The economics of Chuck E Cheese

Photo courtesy of Flickr user outletpro.

Photo courtesy of Flickr user outletpro.

On Friday, I had off work.

I spent the day running some errands.

Around lunch, my errand companion and I found ourselves by the Springettsbury Township Walmart hungry for pizza.

So, we did the most logical thing we could think of.

We went to Chuck E Cheese — something I had previously made fun of a friend for doing.

I mean, who goes to Chuck E Cheese as an adult, right?

But this friend had a good point. The York area doesn’t have any good arcades.

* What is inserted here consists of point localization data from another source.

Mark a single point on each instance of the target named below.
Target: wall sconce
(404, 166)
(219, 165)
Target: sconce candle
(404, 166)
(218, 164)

No Dave & Busters. No where to partake in a good game of skee ball.

Being adults, I was a little concerned they wouldn’t let us in without a child.

As I was buying us pizza, the cashier told me that adults come to that Chuck E Cheese all the time. She said the venue has even hosted a few adult birthday parties.


I spent $5 for 20 tokens and we played games like 5-year-olds.

We ended up with 75 tickets.

In my more appropriate Chuck E Cheese-going days, that at least got you a good amount of candy.


We ended up with a Fun Dip — a single packet of sugary dust, which costs circa 25 cents at your local pool concession stand.

When you factor in the cost of a good time … OK. I’m not really sure what that is.

The moral of this story is, I paid $5 for Fun Dip on Friday and I am not ashamed.

Well done, Chuck E Cheese. Well done.